Jimmie Dale Gilmore displays a more traditional sound than on his last release, 1996's "Braver Newer World," while maintaining the edge that has identified him as one of the leaders of the alt. country world for nearly two decades.
Ten of the 13 songs are covers from some of Gilmore's favorite writers. A couple of tunes ("Ramblin' Man," "Banks of the Guadelupe") by fellow Flatlander Butch Hancock are obvious choices as is Townes Van Zandt's "No Lonesome Tune," which Gilmore describes as "the closest he ever got to writing a happy song." Gilmore's music has always blended country, rock and folk, so it's not surprising that the Grateful Dead's "Ripple" would be a good fit. The classic "Mack the Knife" would seem to be a stranger pick, but the song works for Gilmore largelybecause of the steel guitar work of Darrell Scott.

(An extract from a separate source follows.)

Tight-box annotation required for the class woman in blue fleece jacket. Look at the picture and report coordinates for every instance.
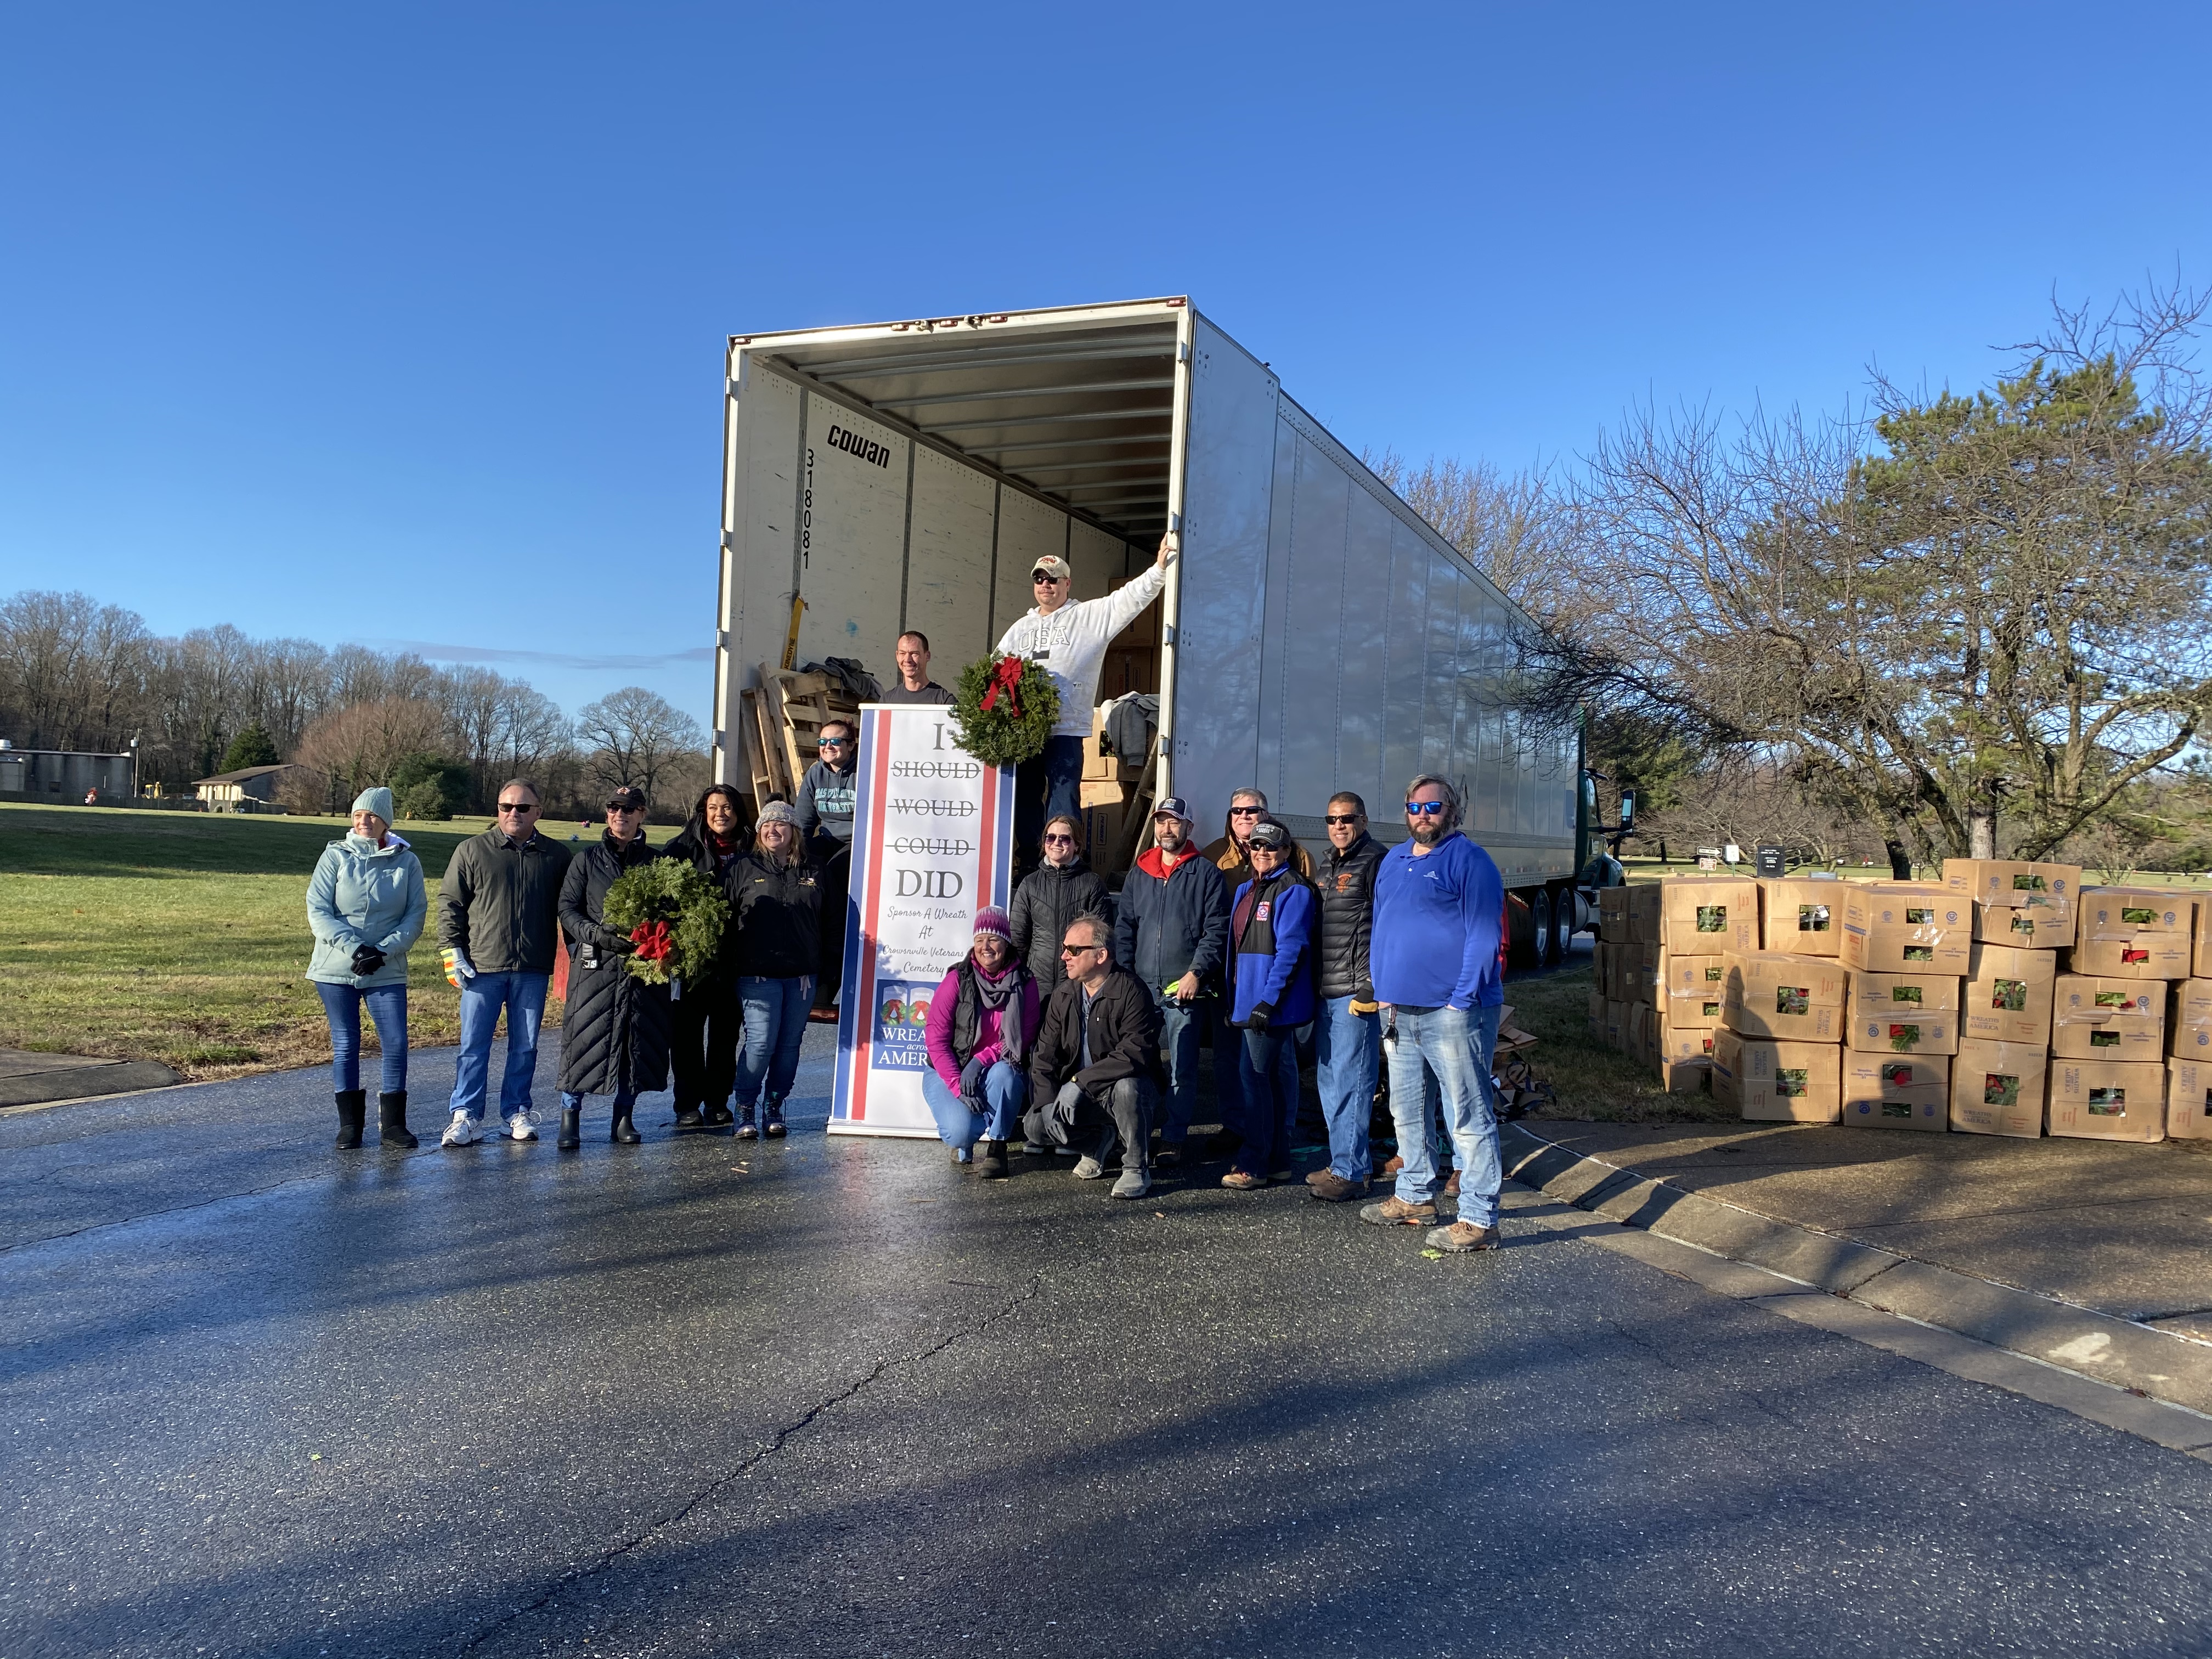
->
[1222,817,1318,1189]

Of the originals, the title track, which features Emmylou Harris on harmonies, has most in common with Gilmore's recent work. "Blue Shadows," co-written with Hal Ketchum, has a Roy Orbison feel.
The closing track "DFW" is inexplicably unlisted and uncredited in the liner notes, presumably because Gilmore and/or co-producer Buddy Miller thought the upbeat rockabilly tune might appear to be out of place with the rest of the album. Though Gilmore relies primarily on the work of other writers, this disc shows that he remains at the head of the alt. country class.